III - Morphologie des fibres

III-2- Déformations

Les fibres comportent généralement un certain nombre de déformations soit d’origine naturelle comme la présence de ponctuations, soit d’origine chimique ou mécanique.

III-2-1- Courbure

La courbure est une grandeur généralement considérée à tort comme une indication de la souplesse des fibres.

Courbure de fibre
Figure 18 - Courbure de fibre

La courbure (C) est déterminée selon l’équation ci-dessous dans laquelle interviennent la longueur de la fibre (L) et l’arc (A) [figure 18].
C = 100 . (1-A/L)

III-2-2- Coude

Le coude représente une variation brutale et locale de la courbure d’une fibre [figure 19]. Les coudes peuvent être à l’origine de points faibles dans les fibres et donc provoquer une diminution des caractéristiques mécaniques de ces dernières.

Figure 19 - Courbure de fibre

III-2-3- Vrillage et pliage

Le vrillage et le pliage se manifestent comme l'illustrent les figures 20 et 21.
Il faut noter que les fibres de coton ont une forte tendance à vriller.

Vrillage d'une fibre   Pliage d'une fibre
Figure 20 - Vrillage d'une fibre   Figure 21 - Pliage d'une fibre

III-2-4- Fibrillation

La fibrillation correspond à de petites parties de parois qui se détachent en partie de la structure de la fibre. Elle est souvent observée lorsque les fibres ont subi un traitement mécanique.
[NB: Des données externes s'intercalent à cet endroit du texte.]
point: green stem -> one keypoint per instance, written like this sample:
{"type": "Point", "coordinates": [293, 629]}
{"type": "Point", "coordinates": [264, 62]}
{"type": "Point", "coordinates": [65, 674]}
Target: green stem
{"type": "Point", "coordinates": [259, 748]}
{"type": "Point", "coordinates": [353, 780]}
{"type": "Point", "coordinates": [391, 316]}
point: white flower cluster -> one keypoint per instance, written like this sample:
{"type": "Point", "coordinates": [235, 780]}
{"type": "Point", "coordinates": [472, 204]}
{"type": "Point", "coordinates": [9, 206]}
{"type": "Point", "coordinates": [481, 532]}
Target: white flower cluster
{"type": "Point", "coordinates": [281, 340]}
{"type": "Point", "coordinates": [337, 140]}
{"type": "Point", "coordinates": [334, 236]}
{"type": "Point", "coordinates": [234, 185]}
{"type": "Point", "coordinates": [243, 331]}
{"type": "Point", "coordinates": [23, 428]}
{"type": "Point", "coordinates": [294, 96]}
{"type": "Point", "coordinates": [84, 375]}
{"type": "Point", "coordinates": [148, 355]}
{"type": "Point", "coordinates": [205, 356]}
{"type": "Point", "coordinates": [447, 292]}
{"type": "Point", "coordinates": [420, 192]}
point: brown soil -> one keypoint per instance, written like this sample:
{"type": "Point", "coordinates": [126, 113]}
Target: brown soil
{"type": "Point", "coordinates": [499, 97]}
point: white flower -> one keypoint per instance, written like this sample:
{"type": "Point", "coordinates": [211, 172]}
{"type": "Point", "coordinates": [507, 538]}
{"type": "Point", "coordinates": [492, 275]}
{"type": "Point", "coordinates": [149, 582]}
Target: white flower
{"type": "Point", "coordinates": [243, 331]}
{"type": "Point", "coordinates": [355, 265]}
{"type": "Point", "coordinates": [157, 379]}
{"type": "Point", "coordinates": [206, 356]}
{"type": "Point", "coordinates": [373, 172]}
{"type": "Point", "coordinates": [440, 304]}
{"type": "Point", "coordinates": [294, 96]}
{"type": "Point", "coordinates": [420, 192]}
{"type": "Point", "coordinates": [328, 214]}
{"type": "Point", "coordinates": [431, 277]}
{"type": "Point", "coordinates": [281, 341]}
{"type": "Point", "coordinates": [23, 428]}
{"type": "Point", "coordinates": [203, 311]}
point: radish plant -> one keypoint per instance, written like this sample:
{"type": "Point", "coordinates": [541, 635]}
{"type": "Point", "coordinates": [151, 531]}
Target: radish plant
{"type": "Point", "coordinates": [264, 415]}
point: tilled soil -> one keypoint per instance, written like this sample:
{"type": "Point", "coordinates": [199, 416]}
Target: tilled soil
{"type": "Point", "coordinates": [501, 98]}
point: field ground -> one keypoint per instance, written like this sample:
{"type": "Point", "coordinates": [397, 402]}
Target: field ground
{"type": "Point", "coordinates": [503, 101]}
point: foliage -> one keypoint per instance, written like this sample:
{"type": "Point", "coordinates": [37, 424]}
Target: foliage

Fibrillation vue au microscope électronique à balayage sur des fibres humides
Figure 22 - Fibrillation vue au microscope électronique
à balayage sur des fibres humides

III-2-5- Porosité

La porosité des fibres peut être naturelle (ponctuations) ou occasionnée par un traitement chimique ou mécanique.
Alors que les ponctuations sont faciles à observer par microscopie optique, les pores générés lors d’opérations mécaniques ou chimiques ne peuvent être étudiés qu’avec des outils permettant ayant une résolution de l’ordre de quelques nanomètres (AFM par exemple).
La distribution de taille de pores ne peut être déterminée que par porosimétrie au mercure ou par chromatographie inverse d’exclusion stérique.